- Film poster
- Directed by: George B. Seitz
- Written by: George B. Seitz
- Produced by: Ralph M. Like
- Starring: Jack Mulhall Blanche Mehaffey Eddie Phillips
- Cinematography: Jules Cronjager
- Edited by: Byron Robinson
- Production company: Action Pictures
- Distributed by: Mayfair Pictures Butcher's Film Service (UK)
- Release date: April 1, 1932;
- Running time: 67 minutes
- Country: United States
- Language: English

= Passport to Paradise =

1932 film

Passport to Paradise is a 1932 American pre-Code drama film directed by George B. Seitz and starring Jack Mulhall, Blanche Mehaffey and Eddie Phillips. It was produced as a second feature for release by the independent company Mayfair Pictures.
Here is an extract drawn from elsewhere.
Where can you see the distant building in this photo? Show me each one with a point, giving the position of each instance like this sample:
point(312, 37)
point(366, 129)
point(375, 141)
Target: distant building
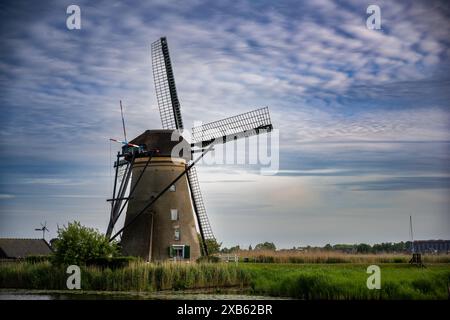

Though the 67 minute film is considered lost, a 58 minute version of the film was released on DVD by the Alpha Home Entertainment label in 2012 under the alternate title "The Case Of The Black Pearl".

==Plot==
As part of the terms's of his grandfather's will, Bob has to travel round the world with no money in order to claim his inheritance. He smuggles himself aboard a cruise ship where he is befriended by Elsa who he later discovers is an exiled princess.

==Cast==
- Jack Mulhall as Bob
- Blanche Mehaffey as Elsa
- Eddie Phillips as Gordon Battle
- William P. Burt as Amos Turkle
- Gloria Joy as Norma
- John Ince as Ship's Captain

==Bibliography==
- Pitts, Michael R. Poverty Row Studios, 1929–1940: An Illustrated History of 55 Independent Film Companies, with a Filmography for Each. McFarland & Company, 2005.